Market forces and tradition put the Charlo twins, Jermall and Jermell, on pay-per-view on Sept. 26, and among hardcore fans and pundits who follow the business side of the sport, there was ample conjecture as to how the Texas duo would do.
In speaking to promoter Bob Arum on Wednesday, the Top Rank promoter said he heard the PPV did 50,000 buys. Another lifer, with no dog in the hunt, told me he heard that the Showtime production did about 70,000. Arum said OK, let’s say it’s in the middle, 60,000 buys.

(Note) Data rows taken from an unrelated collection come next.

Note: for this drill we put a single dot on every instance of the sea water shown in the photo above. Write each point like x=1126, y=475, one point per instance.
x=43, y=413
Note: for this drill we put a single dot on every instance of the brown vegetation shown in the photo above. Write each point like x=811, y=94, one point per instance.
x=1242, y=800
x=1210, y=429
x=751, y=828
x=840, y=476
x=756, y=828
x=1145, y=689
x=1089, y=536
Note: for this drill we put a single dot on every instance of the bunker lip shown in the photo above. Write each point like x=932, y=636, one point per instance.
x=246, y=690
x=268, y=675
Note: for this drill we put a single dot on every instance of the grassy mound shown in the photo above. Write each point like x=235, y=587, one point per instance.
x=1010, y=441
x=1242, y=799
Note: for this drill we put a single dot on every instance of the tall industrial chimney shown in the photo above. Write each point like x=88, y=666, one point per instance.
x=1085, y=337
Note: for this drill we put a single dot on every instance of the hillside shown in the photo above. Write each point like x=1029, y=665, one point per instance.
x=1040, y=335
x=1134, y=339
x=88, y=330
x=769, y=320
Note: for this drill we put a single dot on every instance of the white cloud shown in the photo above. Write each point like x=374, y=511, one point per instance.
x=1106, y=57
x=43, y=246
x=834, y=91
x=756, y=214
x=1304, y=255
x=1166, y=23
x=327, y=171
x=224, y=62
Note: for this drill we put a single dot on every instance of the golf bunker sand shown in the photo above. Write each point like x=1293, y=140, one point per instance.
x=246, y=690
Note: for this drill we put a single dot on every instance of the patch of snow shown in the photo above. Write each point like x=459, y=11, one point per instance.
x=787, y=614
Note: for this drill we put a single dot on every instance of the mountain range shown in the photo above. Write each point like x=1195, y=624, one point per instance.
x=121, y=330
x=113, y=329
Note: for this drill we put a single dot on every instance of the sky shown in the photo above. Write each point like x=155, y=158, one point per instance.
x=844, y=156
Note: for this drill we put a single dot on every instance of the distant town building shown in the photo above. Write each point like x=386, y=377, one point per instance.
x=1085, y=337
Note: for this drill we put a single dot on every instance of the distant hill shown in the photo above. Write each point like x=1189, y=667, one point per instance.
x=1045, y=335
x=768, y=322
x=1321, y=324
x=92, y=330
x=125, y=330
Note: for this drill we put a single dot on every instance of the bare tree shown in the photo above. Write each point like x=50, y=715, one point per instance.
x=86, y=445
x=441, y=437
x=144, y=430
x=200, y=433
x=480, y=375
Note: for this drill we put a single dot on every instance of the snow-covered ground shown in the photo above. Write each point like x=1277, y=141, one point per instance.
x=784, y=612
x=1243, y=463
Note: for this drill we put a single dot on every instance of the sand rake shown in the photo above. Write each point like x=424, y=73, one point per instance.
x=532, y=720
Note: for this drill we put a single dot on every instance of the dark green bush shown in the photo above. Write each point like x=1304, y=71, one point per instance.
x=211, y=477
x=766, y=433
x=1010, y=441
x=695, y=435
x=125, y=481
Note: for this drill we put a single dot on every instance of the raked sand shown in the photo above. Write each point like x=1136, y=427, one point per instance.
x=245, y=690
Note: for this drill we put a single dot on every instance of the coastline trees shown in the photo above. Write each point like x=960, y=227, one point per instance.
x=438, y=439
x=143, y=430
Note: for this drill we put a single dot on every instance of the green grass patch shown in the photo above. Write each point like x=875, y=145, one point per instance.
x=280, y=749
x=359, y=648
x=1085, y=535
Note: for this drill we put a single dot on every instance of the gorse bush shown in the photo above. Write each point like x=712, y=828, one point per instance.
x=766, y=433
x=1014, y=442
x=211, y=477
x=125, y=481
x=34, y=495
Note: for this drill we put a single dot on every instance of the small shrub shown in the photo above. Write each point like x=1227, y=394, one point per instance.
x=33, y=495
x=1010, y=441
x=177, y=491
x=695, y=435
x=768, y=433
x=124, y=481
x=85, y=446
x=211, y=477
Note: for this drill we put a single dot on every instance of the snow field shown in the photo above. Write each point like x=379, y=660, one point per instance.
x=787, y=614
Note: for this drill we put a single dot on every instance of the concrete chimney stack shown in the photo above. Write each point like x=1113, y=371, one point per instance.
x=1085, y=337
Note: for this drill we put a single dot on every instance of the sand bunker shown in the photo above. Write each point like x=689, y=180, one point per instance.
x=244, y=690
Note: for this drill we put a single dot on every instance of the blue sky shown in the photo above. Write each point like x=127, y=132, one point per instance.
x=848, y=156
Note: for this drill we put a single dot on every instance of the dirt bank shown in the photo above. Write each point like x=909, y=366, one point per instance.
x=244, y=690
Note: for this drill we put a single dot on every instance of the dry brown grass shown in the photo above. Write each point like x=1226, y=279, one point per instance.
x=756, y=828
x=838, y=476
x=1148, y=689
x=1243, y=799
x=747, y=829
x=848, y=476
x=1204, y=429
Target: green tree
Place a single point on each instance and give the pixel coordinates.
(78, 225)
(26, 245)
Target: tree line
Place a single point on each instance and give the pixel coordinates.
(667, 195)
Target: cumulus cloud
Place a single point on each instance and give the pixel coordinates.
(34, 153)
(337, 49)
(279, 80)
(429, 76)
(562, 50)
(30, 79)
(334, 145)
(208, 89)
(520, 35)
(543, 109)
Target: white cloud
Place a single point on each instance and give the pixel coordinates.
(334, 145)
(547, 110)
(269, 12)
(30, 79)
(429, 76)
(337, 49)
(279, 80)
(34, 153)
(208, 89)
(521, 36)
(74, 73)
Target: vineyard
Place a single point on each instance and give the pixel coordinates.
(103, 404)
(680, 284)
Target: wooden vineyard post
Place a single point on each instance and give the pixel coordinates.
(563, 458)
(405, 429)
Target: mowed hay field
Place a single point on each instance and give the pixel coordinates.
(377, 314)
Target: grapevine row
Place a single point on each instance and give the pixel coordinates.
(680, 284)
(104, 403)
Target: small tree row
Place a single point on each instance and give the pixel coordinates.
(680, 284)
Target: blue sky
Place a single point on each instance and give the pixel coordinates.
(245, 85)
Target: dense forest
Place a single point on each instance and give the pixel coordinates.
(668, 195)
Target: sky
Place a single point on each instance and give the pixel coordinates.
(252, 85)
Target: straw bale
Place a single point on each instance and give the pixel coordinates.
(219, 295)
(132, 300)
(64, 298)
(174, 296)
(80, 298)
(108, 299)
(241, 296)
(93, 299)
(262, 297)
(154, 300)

On Thursday, though, reporter Mike Coppinger from The Athletic Tweeted out a higher number. At least 100,000, sources told him:
Sources: Showtime’s PPV doubleheader featuring the Charlo twins is expected to generate more than 100,000 buys with a chance to top out at 120,000. PPV debut for Jermall and Jermell, and they went up against NBA Conference Final and UFC 253— Mike Coppinger (@MikeCoppinger) October 2, 2020
Of course, some folks care about the PPV buy numbers more than others. And some care so much, it’s like they believe they get a piece of the action.
For others, how many people purchased a PPV event is not a statistic of tremendous import — but it can be useful to gauge the star power of fighters, as well as the wellness of the sport as a whole.
It can also indicate other things, like how clotted up a night was in terms of sports or entertainment options, and breeds theorizing and speculation as to reasons why a number is what it is.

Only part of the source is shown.